Which makes this week’s Torah reading all the more difficult. Parashat Tazria reads like a medical textbook. There are 116 verses about how to recognize a particular skin disease, tzara’at, often translated as “leprosy,” but only loosely sharing some of the same characteristics as that disease. “Gray’s Anatomy, take note!” the Torah seems to be crying out.

Even here, however, for all the depth of the details that the people are given regarding how to recognize and deal with this affliction, the Torah is making a different point. Tzara’at is only a physical sign of a deeper spiritual disease.

According to the Zohar (a kabbalistic commentary on the Torah), when Adam and Eve were in the Garden, they were in a purely spiritual state. Their skins, in fact, were garments of light. When they were exiled from the Garden, God weaved for them garments of skin, porous garments and protective coverings that would still allow the light of the soul to shine through. In a redeemed world, the Zohar says, we will return to skins of light, but in an unredeemed world, the challenge is to allow as much light as possible to shine through. Further, we are taught, when we are spiritually healthy, our skin protects our souls and allows the light of our souls to inspire others. When we sin, we clog up our pores.

Such spiritual clogging is what tzara’at is about. There is nothing in the Torah that even hints at a physical cause, such as touching a poisonous plant or ingesting an allergen. Early on, our sages identified tzara’at as an affliction that results from wrong behaviors, such as arrogance, slander or greed — acts that cut one off from others. As we participate in such deeds, tzara’at covers our outer skin and literally encrusts our soul. The Kotzker Rebbe once asked his students, “Where is God to be found?” His own response: “Wherever we allow God in.” In the end, one suffering from tzara’at is so thickly coated, they no longer can let in others or God.

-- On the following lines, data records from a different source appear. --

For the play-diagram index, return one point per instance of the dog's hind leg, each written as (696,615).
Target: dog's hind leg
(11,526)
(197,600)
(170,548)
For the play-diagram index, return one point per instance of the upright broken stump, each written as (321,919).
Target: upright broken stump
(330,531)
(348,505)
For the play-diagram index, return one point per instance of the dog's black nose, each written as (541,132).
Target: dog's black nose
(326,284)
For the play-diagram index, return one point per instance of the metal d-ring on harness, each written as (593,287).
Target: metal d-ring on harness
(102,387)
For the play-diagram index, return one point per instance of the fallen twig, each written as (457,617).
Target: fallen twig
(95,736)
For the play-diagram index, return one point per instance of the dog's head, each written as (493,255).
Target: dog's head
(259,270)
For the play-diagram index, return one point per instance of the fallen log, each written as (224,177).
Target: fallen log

What is the “cure” for one who is afflicted with tzara’at, who is facing separation from holiness, from human and Godly connections? If we carefully read the very beginning of the long list of purifying steps, the Torah hints at the necessary “cure.”

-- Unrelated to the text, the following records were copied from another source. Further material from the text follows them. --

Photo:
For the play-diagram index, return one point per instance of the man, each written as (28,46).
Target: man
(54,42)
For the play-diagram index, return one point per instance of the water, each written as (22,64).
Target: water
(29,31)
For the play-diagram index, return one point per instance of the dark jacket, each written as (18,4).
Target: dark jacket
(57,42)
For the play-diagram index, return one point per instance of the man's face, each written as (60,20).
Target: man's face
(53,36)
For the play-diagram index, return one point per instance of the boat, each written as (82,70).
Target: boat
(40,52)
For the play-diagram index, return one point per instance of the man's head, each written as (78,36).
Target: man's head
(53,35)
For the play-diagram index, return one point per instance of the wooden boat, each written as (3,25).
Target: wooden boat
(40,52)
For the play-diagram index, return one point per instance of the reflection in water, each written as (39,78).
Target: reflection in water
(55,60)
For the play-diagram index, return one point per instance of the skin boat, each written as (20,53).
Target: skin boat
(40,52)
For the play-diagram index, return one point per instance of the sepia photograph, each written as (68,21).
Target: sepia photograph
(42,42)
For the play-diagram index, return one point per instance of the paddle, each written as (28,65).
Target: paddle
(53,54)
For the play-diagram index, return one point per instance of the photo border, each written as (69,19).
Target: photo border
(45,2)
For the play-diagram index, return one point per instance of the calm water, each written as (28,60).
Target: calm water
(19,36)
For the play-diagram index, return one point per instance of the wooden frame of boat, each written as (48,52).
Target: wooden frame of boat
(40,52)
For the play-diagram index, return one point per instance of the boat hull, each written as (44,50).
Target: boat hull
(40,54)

“When a person has on the skin of his body a swelling, a rash, or a discoloration, and it develops into a scaly affection on the skin of his body, it shall be reported [v’huva] to Aaron the priest or to one of his sons, the priests” (Lev. 13:2). The individual’s condition is reported to the priest; from the point of view of the person needing healing, the action is passive. The Torah is making a bold statement: One who is spiritually hurt or dying cannot see it. An affected individual cannot diagnose or heal themselves. They cannot alone take the steps to get to a cure. Someone else needs to recognize the need of the one afflicted, and report it to those who can help.

The beginning of “treatment” is the re-establishment of communal care and ties. Strong, healthy relationships must be fostered. It is only through human-human caring and interactions that we begin to again sense and feel the presence of the Divine.

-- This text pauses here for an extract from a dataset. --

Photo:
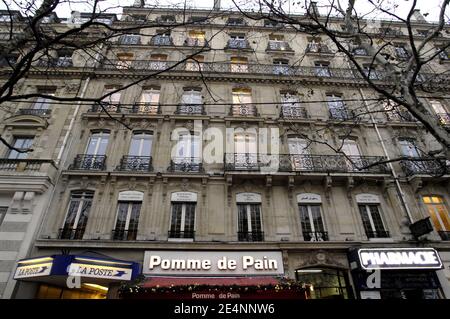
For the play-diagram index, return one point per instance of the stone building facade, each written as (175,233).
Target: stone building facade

This is a message that is a timely and timeless truth. We do not see individuals today walking around with tzara’at, but we do often know of others who feel distant, separate, lonely and apart — people who have been alienated from or have alienated themselves from the community.

Let us all try better to recognize those with spiritual needs not being met, and help to “bring them forth” to spiritual health through our individual and communal love. Shabbat shalom.

Rabbi Michelle Fisher is the spiritual leader of Congregation B’nai Shalom in Walnut Creek.